Protection of Trigonelline on Experimental Diabetic Peripheral Neuropathy

Base for Drug Clinical Trial, Xinqiao Hospital, Third Military Medical University, Chongqing 400037, China

Received 17 July 2012; Accepted 4 November 2012

Academic Editor: Bashar Saad

Copyright © 2012 Ji-Yin Zhou and Shi-Wen Zhou. This is an open access article distributed under the Creative Commons Attribution License, which permits unrestricted use, distribution, and reproduction in any medium, provided the original work is properly cited.


The mechanisms leading to diabetic peripheral neuropathy are complex and there is no effective drug to treat it. As an active component of several traditional Chinese medicines, trigonelline has beneficial effects on diabetes with hyperlipidemia. The protective effects and the mechanism of trigonelline on diabetic peripheral neuropathy were evaluated in streptozotocin- and high-carbohydrate/high-fat diet-induced diabetic rats. Rats were divided into four groups at the end of week 2: control, diabetes, diabetes + trigonelline (40 mg/kg), and diabetes + sitagliptin (4 mg/kg). After 48-week treatment, technologies of nerve conduction, cold and hot immersion test, transmission electron microscopy, real-time PCR, and Western blotting were applied.
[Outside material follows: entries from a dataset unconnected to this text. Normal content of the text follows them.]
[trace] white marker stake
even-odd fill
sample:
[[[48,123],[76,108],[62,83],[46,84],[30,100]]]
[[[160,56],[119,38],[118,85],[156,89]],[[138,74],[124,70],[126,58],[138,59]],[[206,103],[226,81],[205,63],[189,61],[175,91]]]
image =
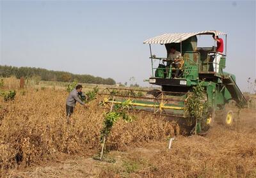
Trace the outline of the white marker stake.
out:
[[[172,141],[174,140],[175,138],[173,137],[173,138],[171,138],[170,139],[168,149],[171,149]]]

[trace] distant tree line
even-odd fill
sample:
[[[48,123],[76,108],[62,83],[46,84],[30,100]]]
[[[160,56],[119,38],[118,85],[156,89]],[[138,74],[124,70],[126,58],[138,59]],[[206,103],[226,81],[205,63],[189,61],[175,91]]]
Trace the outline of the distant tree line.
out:
[[[0,77],[10,77],[15,76],[19,78],[21,77],[30,78],[40,76],[42,80],[58,81],[70,82],[77,79],[80,83],[114,85],[116,82],[111,78],[103,78],[91,75],[73,74],[67,71],[48,70],[42,68],[29,67],[13,67],[0,65]]]

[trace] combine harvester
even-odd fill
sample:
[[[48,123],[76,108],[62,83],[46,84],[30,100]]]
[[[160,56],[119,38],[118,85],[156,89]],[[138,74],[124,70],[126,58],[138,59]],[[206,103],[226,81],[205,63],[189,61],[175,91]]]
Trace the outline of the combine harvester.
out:
[[[225,54],[221,58],[218,72],[213,70],[214,65],[216,67],[218,65],[213,63],[215,55],[218,53],[215,50],[216,43],[212,47],[197,47],[196,36],[208,35],[213,40],[213,34],[225,37]],[[193,87],[202,84],[205,91],[205,100],[202,101],[209,103],[208,114],[204,119],[207,128],[212,124],[216,115],[226,126],[232,125],[237,108],[245,107],[247,101],[236,84],[235,76],[223,71],[227,55],[226,34],[218,31],[164,34],[143,43],[149,44],[150,51],[152,77],[149,78],[149,83],[161,86],[161,90],[106,88],[99,94],[99,98],[105,107],[111,108],[113,104],[129,101],[132,110],[164,115],[189,130],[198,127],[199,131],[202,131],[204,126],[196,124],[202,123],[196,121],[191,122],[184,112]],[[152,44],[164,45],[167,57],[172,47],[175,47],[181,55],[175,59],[158,57],[152,54]],[[177,61],[179,64],[174,65]],[[154,66],[156,62],[157,66]],[[171,64],[166,65],[167,63]],[[175,76],[178,70],[176,73],[178,75]]]

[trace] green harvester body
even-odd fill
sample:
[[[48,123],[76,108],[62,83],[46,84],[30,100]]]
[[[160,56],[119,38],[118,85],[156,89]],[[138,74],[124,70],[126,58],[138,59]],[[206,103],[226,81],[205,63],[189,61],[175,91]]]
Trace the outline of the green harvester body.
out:
[[[219,70],[216,72],[214,71],[214,65],[216,66],[217,64],[213,63],[213,59],[218,53],[215,50],[216,47],[196,47],[196,35],[220,34],[224,33],[204,31],[191,33],[190,36],[184,33],[178,34],[181,36],[179,40],[172,36],[175,34],[170,34],[169,36],[164,34],[146,40],[144,43],[150,45],[150,59],[152,63],[152,76],[148,80],[151,84],[160,86],[161,90],[108,88],[102,93],[102,96],[102,96],[104,98],[102,100],[110,107],[111,104],[121,103],[130,100],[131,107],[134,110],[149,112],[156,115],[168,115],[172,118],[178,118],[179,121],[186,121],[184,108],[186,100],[189,93],[193,92],[193,87],[200,84],[204,86],[207,95],[205,101],[202,102],[208,102],[213,112],[221,112],[230,101],[234,101],[236,105],[239,108],[244,107],[247,101],[236,83],[235,75],[223,71],[226,66],[226,55],[222,54]],[[227,34],[225,35],[227,42]],[[151,44],[155,43],[164,45],[167,57],[157,57],[152,54]],[[172,47],[180,52],[179,59],[182,61],[182,64],[179,67],[172,64],[174,61],[168,57]],[[166,65],[164,63],[167,61],[171,64]],[[157,66],[154,67],[156,62]],[[176,76],[177,70],[179,72]],[[154,97],[152,97],[152,95]],[[201,128],[200,125],[195,126],[200,128],[200,130]]]

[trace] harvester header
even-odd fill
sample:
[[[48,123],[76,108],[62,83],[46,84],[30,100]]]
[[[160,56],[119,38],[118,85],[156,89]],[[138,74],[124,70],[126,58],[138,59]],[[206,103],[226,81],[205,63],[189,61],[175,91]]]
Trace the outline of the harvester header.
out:
[[[208,36],[214,45],[198,47],[199,35]],[[237,108],[246,106],[247,101],[236,83],[235,75],[224,71],[227,40],[225,33],[204,31],[166,33],[144,41],[143,43],[149,44],[152,64],[148,81],[161,89],[108,88],[100,94],[102,103],[111,107],[129,100],[131,109],[166,115],[170,119],[182,121],[186,125],[187,120],[191,121],[184,114],[187,101],[193,87],[200,85],[204,89],[202,102],[208,105],[205,122],[211,126],[218,113],[221,115],[222,122],[231,126]],[[152,44],[164,45],[165,56],[153,54]],[[192,128],[197,127],[196,124],[200,123],[194,121]]]

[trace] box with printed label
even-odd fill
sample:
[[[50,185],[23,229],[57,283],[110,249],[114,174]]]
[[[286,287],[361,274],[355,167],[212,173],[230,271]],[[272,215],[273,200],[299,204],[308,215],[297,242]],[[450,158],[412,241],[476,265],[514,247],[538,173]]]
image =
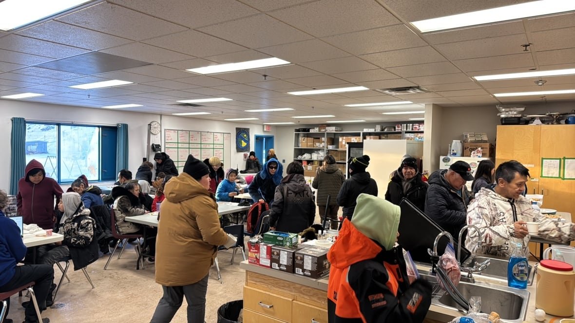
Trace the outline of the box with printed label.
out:
[[[314,173],[315,176],[315,173]],[[297,234],[290,234],[280,231],[268,231],[263,234],[263,242],[275,246],[292,247],[297,245]]]
[[[329,273],[327,252],[329,249],[308,246],[296,251],[294,270],[298,275],[320,278]]]
[[[293,274],[294,253],[301,246],[282,247],[274,246],[271,247],[271,268]]]

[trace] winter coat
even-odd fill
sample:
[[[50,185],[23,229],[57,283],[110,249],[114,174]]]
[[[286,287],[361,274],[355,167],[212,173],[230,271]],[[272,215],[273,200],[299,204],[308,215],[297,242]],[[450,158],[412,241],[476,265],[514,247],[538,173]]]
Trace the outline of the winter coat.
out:
[[[403,192],[403,174],[396,173],[395,176],[388,184],[388,191],[385,192],[385,199],[394,204],[398,205],[401,200],[405,197],[413,204],[422,212],[425,205],[425,196],[429,184],[421,180],[419,173],[411,181],[411,187],[407,193]]]
[[[362,193],[377,196],[377,183],[367,172],[352,174],[343,182],[338,194],[338,205],[343,207],[343,216],[350,220],[355,209],[355,200]]]
[[[329,322],[423,321],[431,286],[421,279],[409,283],[401,247],[387,251],[344,220],[328,259]]]
[[[137,232],[140,230],[140,225],[133,222],[125,220],[126,216],[141,215],[148,211],[144,208],[137,196],[122,186],[116,186],[112,190],[114,197],[114,215],[116,216],[116,225],[118,233],[128,234]]]
[[[278,169],[272,176],[267,171],[267,165],[270,162],[278,164]],[[263,199],[268,204],[271,204],[275,194],[275,188],[282,181],[283,177],[283,166],[277,159],[272,159],[263,165],[263,169],[256,174],[248,186],[248,193],[254,202]]]
[[[329,205],[337,205],[338,194],[345,180],[346,176],[335,164],[326,165],[318,168],[312,182],[312,187],[317,190],[317,199],[316,201],[317,205],[325,205],[327,196],[331,195]]]
[[[447,172],[447,169],[437,170],[430,176],[425,213],[457,240],[459,230],[465,225],[470,194],[463,185],[459,196],[445,179]]]
[[[228,235],[213,194],[186,173],[166,184],[156,242],[156,282],[181,286],[208,274]]]
[[[509,243],[518,240],[513,237],[513,224],[517,221],[538,222],[538,235],[546,240],[564,243],[575,239],[573,223],[547,219],[531,207],[528,199],[523,196],[517,200],[507,199],[492,189],[482,188],[469,204],[467,214],[467,224],[476,225],[481,232],[481,246],[478,248],[476,231],[469,229],[465,247],[474,253],[509,257],[513,251]],[[530,238],[527,235],[523,238],[524,247],[529,243]],[[526,248],[525,251],[528,257],[529,248]]]
[[[162,162],[162,164],[164,163]],[[160,164],[160,165],[162,165]],[[177,170],[177,169],[176,169]],[[156,173],[157,174],[157,173]],[[167,173],[166,173],[167,174]],[[138,170],[136,171],[136,180],[143,180],[144,181],[147,181],[148,183],[152,184],[152,169],[150,167],[145,165],[141,165],[140,167],[138,168]]]
[[[40,168],[44,174],[42,181],[37,184],[28,179],[28,173],[35,168]],[[18,214],[24,217],[24,223],[26,224],[35,223],[43,229],[53,229],[53,217],[56,215],[54,198],[57,205],[63,193],[62,188],[53,179],[46,177],[44,166],[36,159],[26,165],[25,173],[18,182]]]
[[[282,232],[298,234],[313,224],[315,217],[313,194],[304,176],[286,176],[275,188],[270,226]]]
[[[162,153],[162,164],[156,162],[156,174],[163,172],[166,175],[178,176],[178,168],[176,168],[174,161],[170,159],[170,156],[166,153]]]

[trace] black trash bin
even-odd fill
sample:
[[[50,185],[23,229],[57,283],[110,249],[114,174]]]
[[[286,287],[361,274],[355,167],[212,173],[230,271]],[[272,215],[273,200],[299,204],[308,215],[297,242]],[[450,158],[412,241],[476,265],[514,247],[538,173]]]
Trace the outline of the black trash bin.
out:
[[[232,301],[217,309],[217,323],[237,323],[240,312],[244,308],[244,300]]]

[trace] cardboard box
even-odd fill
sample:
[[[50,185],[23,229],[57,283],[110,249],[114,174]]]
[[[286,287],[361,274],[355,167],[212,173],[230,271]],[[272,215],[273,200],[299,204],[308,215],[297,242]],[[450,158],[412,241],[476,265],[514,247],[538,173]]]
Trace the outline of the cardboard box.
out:
[[[284,247],[297,246],[297,234],[290,234],[280,231],[268,231],[263,234],[263,242],[271,243],[275,246],[283,246]]]
[[[292,247],[281,246],[272,246],[271,268],[293,274],[294,254],[300,248],[301,248],[300,246]]]
[[[494,155],[493,145],[488,142],[481,143],[466,142],[463,143],[463,157],[470,157],[471,153],[477,151],[478,148],[481,149],[482,157],[493,157]]]
[[[320,278],[329,273],[327,252],[329,249],[308,246],[295,252],[294,271],[296,274],[312,278]]]

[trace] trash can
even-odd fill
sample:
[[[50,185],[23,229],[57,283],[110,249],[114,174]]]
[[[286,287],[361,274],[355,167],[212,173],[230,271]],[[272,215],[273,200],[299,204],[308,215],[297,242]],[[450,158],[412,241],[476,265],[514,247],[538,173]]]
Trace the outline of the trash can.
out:
[[[244,300],[232,301],[220,306],[217,309],[217,323],[237,323],[240,312],[244,308]]]

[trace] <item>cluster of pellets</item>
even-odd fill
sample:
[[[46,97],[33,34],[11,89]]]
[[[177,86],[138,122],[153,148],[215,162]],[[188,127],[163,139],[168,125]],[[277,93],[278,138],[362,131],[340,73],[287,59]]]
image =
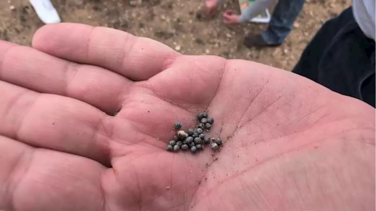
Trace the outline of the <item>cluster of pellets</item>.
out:
[[[186,132],[180,130],[182,123],[175,122],[174,128],[177,131],[176,134],[173,140],[170,141],[166,150],[167,151],[177,152],[180,150],[186,151],[188,149],[192,153],[203,150],[204,146],[211,145],[212,149],[217,149],[222,145],[220,138],[206,137],[204,132],[209,132],[214,123],[214,119],[209,116],[208,113],[202,112],[197,115],[197,124],[194,128],[190,128]]]

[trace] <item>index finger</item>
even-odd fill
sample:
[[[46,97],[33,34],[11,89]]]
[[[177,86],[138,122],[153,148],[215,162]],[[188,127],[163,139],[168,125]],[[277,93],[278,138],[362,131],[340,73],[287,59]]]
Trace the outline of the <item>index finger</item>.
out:
[[[55,56],[107,68],[134,81],[152,77],[179,55],[151,39],[76,23],[44,26],[34,35],[32,46]]]

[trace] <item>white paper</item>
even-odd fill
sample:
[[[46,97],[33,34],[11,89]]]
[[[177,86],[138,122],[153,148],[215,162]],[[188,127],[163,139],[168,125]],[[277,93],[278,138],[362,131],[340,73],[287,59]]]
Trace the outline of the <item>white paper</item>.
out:
[[[37,15],[45,24],[60,23],[58,11],[50,0],[29,0]]]

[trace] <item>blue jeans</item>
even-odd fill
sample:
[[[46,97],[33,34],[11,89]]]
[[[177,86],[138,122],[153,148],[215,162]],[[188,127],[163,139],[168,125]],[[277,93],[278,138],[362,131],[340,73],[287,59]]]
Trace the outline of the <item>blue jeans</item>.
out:
[[[268,29],[261,36],[268,44],[280,44],[293,29],[293,24],[305,0],[279,0]]]

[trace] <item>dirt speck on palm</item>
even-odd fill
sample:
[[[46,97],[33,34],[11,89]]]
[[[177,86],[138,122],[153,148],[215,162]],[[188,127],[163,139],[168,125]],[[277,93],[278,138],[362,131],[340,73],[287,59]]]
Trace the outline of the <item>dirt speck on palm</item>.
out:
[[[114,28],[150,38],[180,52],[211,54],[254,61],[290,70],[312,36],[327,20],[338,15],[350,0],[306,0],[293,31],[281,46],[248,49],[248,33],[259,33],[264,24],[229,26],[222,22],[225,8],[238,9],[237,0],[224,1],[220,13],[210,19],[200,11],[203,0],[53,0],[64,22]],[[273,10],[274,4],[271,6]],[[0,1],[0,39],[30,45],[43,26],[26,0]]]

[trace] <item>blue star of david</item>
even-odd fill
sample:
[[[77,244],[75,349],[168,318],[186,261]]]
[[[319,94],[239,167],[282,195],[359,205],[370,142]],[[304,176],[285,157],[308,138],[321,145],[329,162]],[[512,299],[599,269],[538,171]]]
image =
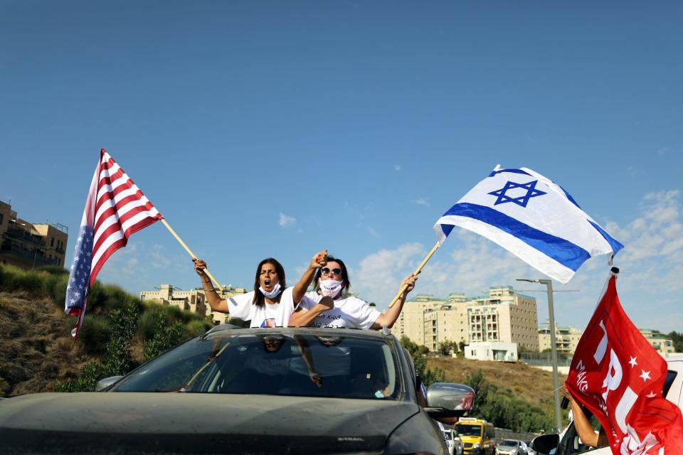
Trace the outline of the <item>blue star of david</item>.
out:
[[[498,204],[504,204],[507,202],[512,202],[520,207],[526,208],[526,204],[529,203],[529,200],[531,198],[547,194],[545,191],[536,189],[536,184],[538,183],[539,181],[537,180],[529,182],[528,183],[515,183],[514,182],[508,181],[507,183],[505,183],[505,186],[499,190],[492,191],[491,193],[489,193],[489,194],[498,197],[498,198],[496,199],[496,202],[494,205],[497,205]],[[519,198],[511,198],[505,194],[508,190],[512,190],[516,188],[521,188],[526,190],[526,194],[519,196]]]

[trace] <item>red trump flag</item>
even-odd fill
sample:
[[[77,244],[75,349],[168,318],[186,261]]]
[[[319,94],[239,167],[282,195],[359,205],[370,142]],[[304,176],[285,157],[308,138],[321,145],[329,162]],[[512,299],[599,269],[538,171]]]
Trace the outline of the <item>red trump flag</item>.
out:
[[[613,454],[683,454],[683,417],[662,395],[666,376],[666,361],[624,311],[613,274],[566,385],[600,420]]]

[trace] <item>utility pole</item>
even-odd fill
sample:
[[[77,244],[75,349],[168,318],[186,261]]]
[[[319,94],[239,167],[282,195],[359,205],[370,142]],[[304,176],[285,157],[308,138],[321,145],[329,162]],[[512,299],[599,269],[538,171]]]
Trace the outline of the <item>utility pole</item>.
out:
[[[553,282],[551,279],[529,279],[518,278],[518,282],[540,283],[546,285],[548,292],[548,316],[550,318],[550,349],[553,360],[553,387],[555,398],[555,426],[559,430],[562,428],[562,416],[560,414],[560,386],[557,373],[557,345],[555,339],[555,310],[553,306]]]

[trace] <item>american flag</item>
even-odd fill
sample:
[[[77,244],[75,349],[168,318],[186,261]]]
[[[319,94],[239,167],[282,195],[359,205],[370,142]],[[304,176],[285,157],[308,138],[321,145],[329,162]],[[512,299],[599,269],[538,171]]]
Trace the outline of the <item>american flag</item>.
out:
[[[126,246],[128,237],[163,217],[107,151],[90,182],[69,273],[64,311],[78,318],[76,337],[85,316],[90,286],[105,262]]]

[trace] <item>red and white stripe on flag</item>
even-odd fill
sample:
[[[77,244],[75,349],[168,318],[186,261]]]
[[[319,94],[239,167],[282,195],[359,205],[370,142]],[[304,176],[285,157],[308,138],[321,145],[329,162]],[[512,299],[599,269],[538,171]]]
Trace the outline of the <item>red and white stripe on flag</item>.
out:
[[[83,324],[90,285],[115,251],[126,246],[132,234],[163,217],[107,151],[90,182],[66,289],[65,311]]]
[[[91,284],[109,257],[126,246],[131,234],[163,218],[107,151],[102,149],[100,155]]]
[[[666,361],[627,316],[613,275],[566,386],[600,420],[615,455],[683,454],[683,416],[662,397],[666,376]]]

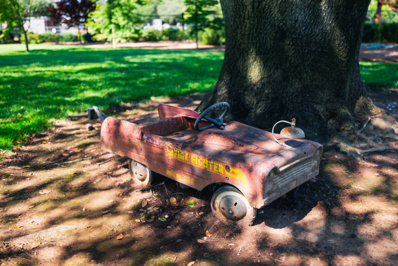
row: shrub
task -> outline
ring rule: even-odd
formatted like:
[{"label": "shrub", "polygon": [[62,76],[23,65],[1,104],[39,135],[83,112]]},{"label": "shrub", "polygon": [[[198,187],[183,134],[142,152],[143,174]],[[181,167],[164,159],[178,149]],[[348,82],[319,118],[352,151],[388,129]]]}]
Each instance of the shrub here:
[{"label": "shrub", "polygon": [[76,34],[69,32],[62,33],[59,35],[59,41],[62,42],[67,41],[78,41],[79,37]]},{"label": "shrub", "polygon": [[[28,42],[29,43],[40,43],[43,42],[43,39],[39,34],[28,32],[26,33],[26,35],[27,36]],[[25,43],[25,34],[21,34],[20,41],[21,43]]]},{"label": "shrub", "polygon": [[59,38],[58,34],[51,32],[46,32],[42,34],[40,34],[40,36],[45,43],[57,43]]},{"label": "shrub", "polygon": [[201,44],[222,45],[225,43],[225,32],[224,28],[220,30],[207,28],[198,33],[198,39]]},{"label": "shrub", "polygon": [[398,23],[365,23],[362,41],[398,42]]},{"label": "shrub", "polygon": [[144,41],[166,41],[167,37],[163,35],[162,31],[154,29],[142,29],[141,30],[141,36]]}]

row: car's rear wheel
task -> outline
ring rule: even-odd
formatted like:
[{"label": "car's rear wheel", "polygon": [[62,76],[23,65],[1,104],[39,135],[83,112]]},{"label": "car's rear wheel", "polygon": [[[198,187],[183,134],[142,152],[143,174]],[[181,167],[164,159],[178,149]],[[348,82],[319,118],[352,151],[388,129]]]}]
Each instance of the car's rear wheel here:
[{"label": "car's rear wheel", "polygon": [[230,186],[216,190],[211,205],[214,215],[226,225],[239,222],[251,225],[257,214],[256,208],[250,205],[242,192]]},{"label": "car's rear wheel", "polygon": [[129,161],[129,170],[135,185],[144,187],[152,182],[153,172],[144,164],[131,159]]}]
Serum glucose, serum insulin, insulin sensitivity index, lipid parameters, body weight, sciatic nerve conduction velocity, nociception, glucagon-like peptide-1 receptor mRNA and protein, total and phosphorylated p38 mitogen-activated protein kinases protein expression, malonaldehyde content, and superoxide dismutase activity were altered in diabetic rats, and were near control levels treated with trigonelline. Slight micropathological changes existed in sciatic nerve of trigonelline-treated diabetic rats. These findings suggest that trigonelline has beneficial effects for diabetic peripheral neuropathy through glucagon-like peptide-1 receptor/p38 mitogen-activated protein kinases signaling pathway, nerve conduction velocity, antioxidant enzyme activity, improving micropathological changes of sciatic nerve and decreasing lipid peroxidation.